Iran, Twitter, Graff, Federer

Zwanzig Tipps für Twitter. Europäische Telcos haben dem Iran beim Aufbau seiner Zensurinfrastruktur geholfen. Authentische Informationen aus dem Iran nur noch dank Web 2.0.

1. „Journalismus im Iran: Ein Flickr Hoffnung“

(diepresse.com, Patricia Käfer)

„Bürgerreporter als wichtige Stütze, Arbeitsbedingungen schwierig. Die Blogger-Szene im Iran ist seit Jahren kritisch aktiv. Und derzeit bietet das Web 2.0 selbst renommierten Medien die einzige Möglichkeit, an authentische Informationen zu kommen.“

2. In der Endlosschleife

(carta.info, Robin Meyer-Lucht)

Robin Meyer-Lucht war am Medienforum NRW und an einer Veranstaltung zum „Ende des Journalismus“ in Berlin und kriegte „das Gefühl, ein Mediensystem im Abstieg zu besichtigen“, denn: „Wirklich zentrale Fragen für neue Öffentlichkeitsstrukturen, wie beispielsweise eine Link-Ethik, werden nicht aufgegriffen. Das Internet als Leitmedium und der Veränderungsbedarf aller Medieninstitutionen werden noch immer unter den Vorzeichen und mit der Sprache des klassischen Systems verhandelt. “

3. „Wie ein Pirat dem anderen“

(bildblog.de, Lukas Heinser)

Bernd Graff, stellvertretender Chefredakteur von sueddeutsche.de, nennt die Piratenpartei die „politische Vertretung“ von Pirate Bay. Doch so ist es nicht: „Piratenpartei und Pirate Bay entstammen derselben Bewegung, sind aber nicht direkt miteinander verbunden.“

4. „Rules of Engagement for Journalists on Twitter“

(pbs.org, Julie Posetti)

Zwanzig Regeln für Journalisten bei Twitter. Von 1. „Denke, bevor du twitterst. Du kannst einen unbesonnenen Tweet nicht löschen“ über 5. „Sei menschlich; sei ehrlich; sei offen; sei aktiv“ bis zur 13. „Twittere nicht, wenn du wütend oder betrunken bist.“

5. „Iran’s Web Spying Aided By Western Technology“

(online.wsj.com, Christopher Rhoads und Loretta Chao)
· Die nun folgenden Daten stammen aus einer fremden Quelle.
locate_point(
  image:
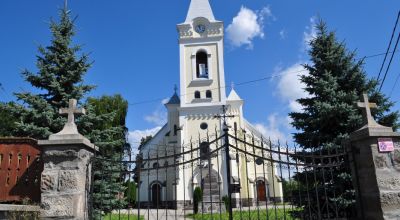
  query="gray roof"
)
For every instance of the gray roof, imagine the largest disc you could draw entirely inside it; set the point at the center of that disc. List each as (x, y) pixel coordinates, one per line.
(199, 8)
(174, 100)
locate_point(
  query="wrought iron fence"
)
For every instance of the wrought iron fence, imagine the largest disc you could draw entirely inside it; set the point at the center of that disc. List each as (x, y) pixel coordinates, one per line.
(228, 175)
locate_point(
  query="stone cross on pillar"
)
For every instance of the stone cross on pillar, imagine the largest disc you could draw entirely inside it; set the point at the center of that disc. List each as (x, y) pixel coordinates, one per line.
(71, 111)
(366, 106)
(70, 128)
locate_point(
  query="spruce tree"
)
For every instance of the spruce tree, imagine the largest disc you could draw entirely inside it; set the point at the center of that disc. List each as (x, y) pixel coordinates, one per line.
(61, 70)
(60, 78)
(105, 126)
(336, 81)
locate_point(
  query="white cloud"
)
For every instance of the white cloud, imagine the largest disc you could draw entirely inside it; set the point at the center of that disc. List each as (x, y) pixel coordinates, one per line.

Europäische Telekommunikationsfirmen haben dem Iran geholfen, eine Infrastruktur zur Zensur und Kontrolle des Internets aufzubauen.

6. „Federer’s shot around the post“

(youtube.com, Video, 1:03 Minuten)

Geht es nicht auf dem üblichen Weg – mach’s wie Roger Federer: aussenrum.